Logement de fonction dans le secteur privé
Dans une entreprise, le logement de fonction est un accessoire au contrat de travail. Aucune loi spécifique ne l’encadre : il résulte d’une stipulation contractuelle entre l’employeur et le salarié, ou d’une convention collective. La mise à disposition peut être gratuite ou consentie contre une redevance d’un montant inférieur au loyer du marché. Le contrat de travail, complété le cas échéant par une annexe précisant les modalités d’occupation, fixe les obligations de chacun : description du logement, prise en charge des charges, des fluides, de l’assurance, conditions d’occupation des locaux et de restitution. Le règlement de copropriété et les obligations de bon voisinage s’appliquent dans les conditions de droit commun.
Sur le plan fiscal et social, le logement constitue un avantage en nature qui s’ajoute au salaire brut et est soumis aux cotisations sociales et à l’impôt sur le revenu. L’employeur évalue cet avantage soit forfaitairement selon le barème publié chaque année par l’Urssaf, qui tient compte du nombre de pièces principales et de la tranche de rémunération du salarié, soit d’après la valeur locative cadastrale du logement. Lorsque le salarié verse une redevance au moins égale à cette valeur, il n’y a pas d’avantage en nature imposable. Pour les salariés contraints d’être logés sur place pour des raisons de sécurité ou de gardiennage, un abattement pour sujétions de 30 % est appliqué sur la valeur retenue.
La fin du contrat de travail entraîne la perte du droit au logement. Le salarié doit quitter les lieux à l’échéance du préavis, et immédiatement en cas de licenciement pour faute grave sans préavis, sauf clause du contrat de travail prévoyant un délai. Le maintien dans les lieux au-delà du délai imparti expose à une indemnité d’occupation, fixée judiciairement en cas de litige.
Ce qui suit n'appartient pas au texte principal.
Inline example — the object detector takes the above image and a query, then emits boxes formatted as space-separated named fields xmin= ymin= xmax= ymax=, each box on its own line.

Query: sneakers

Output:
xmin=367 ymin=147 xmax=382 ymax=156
Le bénéficiaire ne peut se prévaloir des protections de la loi de 1989 pour s’opposer à son départ : son occupation est juridiquement liée à son emploi, pas à un bail.
Logement de fonction dans le secteur public
Dans la fonction publique, l’attribution d’un logement de fonction est strictement encadrée depuis la réforme issue du décret n° 2012-752 du 9 mai 2012. Deux régimes coexistent. La concession de logement par nécessité absolue de service, prévue à l’article R. 2124-65 du Code général de la propriété des personnes publiques, est accordée à l’agent qui ne peut accomplir son service sans être logé sur son lieu de travail ou à proximité immédiate, pour des raisons de sûreté, de sécurité ou de responsabilité. Elle ouvre droit à la gratuité du logement nu. La liste des emplois éligibles est fixée par arrêtés conjoints du ministre chargé du domaine et des ministres intéressés ; elle recouvre notamment les personnels de gendarmerie, les gardiens d’immeubles et d’équipements publics, certains directeurs généraux des services dans les communes de plus de 5 000 habitants ou les collaborateurs de cabinet des grandes collectivités.
La convention d’occupation précaire avec astreinte, qui a remplacé l’ancienne concession pour utilité de service, s’adresse aux agents tenus d’effectuer un service d’astreinte sans pouvoir prétendre à la nécessité absolue de service. Elle donne lieu au versement d’une redevance égale à la moitié de la valeur locative réelle du logement. Dans les deux régimes, le bénéficiaire supporte les charges locatives, les réparations locatives, les impôts et taxes liés à l’occupation, et souscrit une assurance habitation. L’attribution suppose une délibération de l’organe compétent fixant les emplois éligibles et les conditions générales d’occupation, suivie d’un arrêté individuel. Le logement constitue un avantage en nature soumis aux cotisations sociales et imposable, avec l’abattement de 30 % pour sujétions prévu pour les agents logés par nécessité absolue de service. La gratuité accordée aux personnels de gendarmerie au titre de cette nécessité absolue de service n’est pas imposable.